Jubilant citizens say they can hardly believe the end has come for the group.
VITORIA, Spain -- The Basque militant group ETA ended a decades-long campaign of terror, announcing a permanent cease-fire Wednesday that closes the door on one of Western Europe's last armed separatist movements.
In a videotaped statement, three shrouded ETA members said they were laying down their weapons to promote democracy in the northern Spanish region. The news prompted jubilation across Spain, where ordinary citizens say they can hardly believe the end has come for a group blamed for more than 800 deaths and $15.5 billion in damage since the 1960s.
Prime Minister Jose Luis Rodriguez Zapatero, who has made granting more rule to Spain's regions a key goal, expressed caution and hope at ETA's statement. He was evasive when asked if he would start negotiating with ETA under an offer he made last year, contingent on the group renouncing violence.
"Any peace process after so many years of horror and terror will be long and difficult," he told parliament. Zapatero said that until now, Spain's political parties had been joined in pain over ETA violence. "Now I trust we will be joined in hope."
The cease-fire was seen as a huge victory for Zapatero, but his critics maintained a hard line, saying they would fight to ensure the government does not give too much away.
"One cannot pay a political price for peace. If we were to do so, terrorism would have won," said Mariano Rajoy, leader of the conservative opposition Popular Party.
ETA, established in the late 1960s, campaigned to carve out an independent Basque homeland in northern Spain and southwest France.
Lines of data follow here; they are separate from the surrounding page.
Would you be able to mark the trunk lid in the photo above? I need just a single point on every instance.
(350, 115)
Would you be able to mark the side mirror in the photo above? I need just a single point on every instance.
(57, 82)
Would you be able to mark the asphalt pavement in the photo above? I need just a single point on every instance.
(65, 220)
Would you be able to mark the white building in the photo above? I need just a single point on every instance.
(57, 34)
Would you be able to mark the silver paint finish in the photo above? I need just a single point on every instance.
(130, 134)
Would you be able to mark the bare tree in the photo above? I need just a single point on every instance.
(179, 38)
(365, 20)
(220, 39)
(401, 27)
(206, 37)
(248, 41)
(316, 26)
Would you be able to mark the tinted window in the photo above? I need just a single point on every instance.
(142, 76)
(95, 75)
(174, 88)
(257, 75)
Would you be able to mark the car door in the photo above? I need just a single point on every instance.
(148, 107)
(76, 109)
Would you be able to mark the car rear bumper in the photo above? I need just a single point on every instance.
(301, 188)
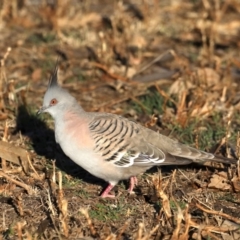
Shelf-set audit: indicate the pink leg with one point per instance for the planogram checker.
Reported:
(106, 193)
(133, 182)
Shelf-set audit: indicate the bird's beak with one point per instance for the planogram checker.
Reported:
(41, 110)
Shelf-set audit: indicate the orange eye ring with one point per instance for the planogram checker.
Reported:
(53, 102)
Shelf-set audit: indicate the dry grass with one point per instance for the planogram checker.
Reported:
(171, 66)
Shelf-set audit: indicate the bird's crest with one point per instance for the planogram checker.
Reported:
(53, 81)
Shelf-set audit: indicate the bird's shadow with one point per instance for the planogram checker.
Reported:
(43, 142)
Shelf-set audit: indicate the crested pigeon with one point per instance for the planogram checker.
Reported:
(109, 146)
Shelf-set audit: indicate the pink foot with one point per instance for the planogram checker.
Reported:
(133, 182)
(106, 193)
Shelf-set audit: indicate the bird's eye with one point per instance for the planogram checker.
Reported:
(53, 102)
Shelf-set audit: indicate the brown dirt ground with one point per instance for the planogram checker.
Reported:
(117, 56)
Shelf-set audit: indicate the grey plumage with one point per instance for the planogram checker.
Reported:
(109, 146)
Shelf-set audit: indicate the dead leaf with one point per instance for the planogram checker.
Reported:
(14, 154)
(219, 181)
(208, 76)
(37, 74)
(236, 183)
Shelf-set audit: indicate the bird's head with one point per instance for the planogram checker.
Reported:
(56, 99)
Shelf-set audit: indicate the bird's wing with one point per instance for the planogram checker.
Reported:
(122, 142)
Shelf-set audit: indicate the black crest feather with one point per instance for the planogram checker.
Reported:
(53, 81)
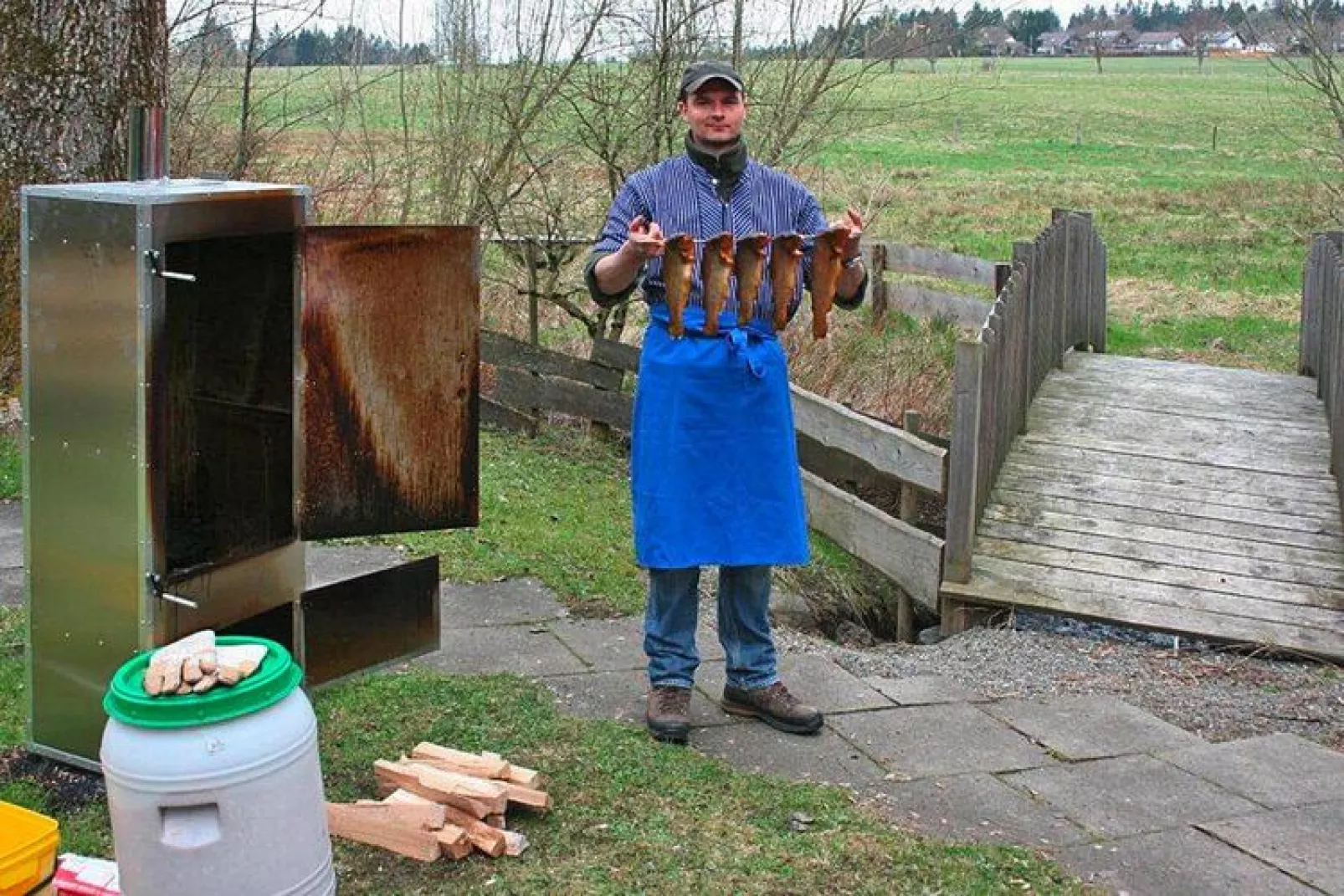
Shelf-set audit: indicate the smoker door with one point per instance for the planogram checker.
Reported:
(387, 381)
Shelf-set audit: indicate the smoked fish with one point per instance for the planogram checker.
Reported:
(785, 259)
(678, 268)
(716, 272)
(750, 266)
(827, 266)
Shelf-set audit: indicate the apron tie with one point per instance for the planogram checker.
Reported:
(740, 344)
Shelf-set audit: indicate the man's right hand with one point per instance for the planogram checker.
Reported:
(645, 241)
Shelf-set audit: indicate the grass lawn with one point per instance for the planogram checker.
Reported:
(631, 816)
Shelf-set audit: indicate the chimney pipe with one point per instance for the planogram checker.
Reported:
(146, 156)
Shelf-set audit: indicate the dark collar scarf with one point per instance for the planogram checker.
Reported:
(725, 166)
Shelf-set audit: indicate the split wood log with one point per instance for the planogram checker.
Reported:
(464, 763)
(488, 840)
(385, 827)
(521, 776)
(474, 796)
(515, 842)
(454, 842)
(480, 834)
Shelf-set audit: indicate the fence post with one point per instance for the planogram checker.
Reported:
(1060, 279)
(964, 459)
(878, 284)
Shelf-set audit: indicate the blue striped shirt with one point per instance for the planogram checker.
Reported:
(680, 197)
The video showed three people seated at a table in front of an ETA flag, their faces covered by beige masks and all wearing Basque berets. The figure in the middle, a woman, read the statement.
ETA "has decided to declare a permanent cease-fire as of March 24, 2006," the statement said. It also stated the aim of the cease-fire is "to promote a democratic process in the Basque country and to build a new framework in which our rights as a people will be recognized."
The statement was sent to several Basque media outlets, including the radical Basque newspaper Gara. The newspaper said Wednesday it also was in possession of another, complementary ETA statement, but would not publish it or comment on it until today.
The announcement set off quiet celebrations around the country.
"It's the news we were waiting for many years. It's the best news I have received lately," said Jose Felix Urbano, 52, an administrative worker in Vitoria, capital of the Basque region. "I hope that from here on I can live in a normal country."
Barbara Durkhop, the widow of ETA victim Enrique Casas, killed in 1984, said she was hopeful but nervous.
"The first thing I thought was that now there will be no more deaths," she told Spanish television station Quatro. "This could pave the way, once and for all, to the peace process that we have waited for so long."
In Madrid, there was shock, and a bit of caution.
"It's amazing! I hope to God it's true," said Sandra Dorada, a 29-year-old postal worker. "But they (ETA) have said this before and it wasn't true."
The Bush administration's initial reaction was positive. "Any decisive steps taken by ETA to give up violence should be welcomed," State Department spokesman Sean McCormack said.
Speculation about an end to ETA's armed campaign has been building for months, despite a recent wave of small-scale bombings.
The prime minister has offered to hold talks with Basque separatist leaders once ETA agreed to lay down its arms, and parliament backed the move in a resolution passed in May.
Asked Wednesday if ETA's announcement meant the government can now open talks with ETA, Zapatero said: "I will take my time to study the parliamentary resolution. It is essential for proceeding safely."
ETA has announced cease-fires in the past but never one it has called permanent.
Many Spaniards believed that after the March 11, 2004, terrorist attacks in Madrid, carried out by Islamic extremists, ETA had effectively been stymied. The idea is that popular revulsion over terrorism made more deadly violence politically unthinkable.
Over the years, ETA has mostly targeted security force members, although in the 1990s it increasingly began to kill politicians. In 1995, in one of its most audacious plots, it tried to assassinate Jose Maria Aznar, then an opposition leader who would go on to become prime minister. Nobody was seriously injured.
ETA stands for Euskadi Ta Azkatasuna, Basque Homeland and Freedom.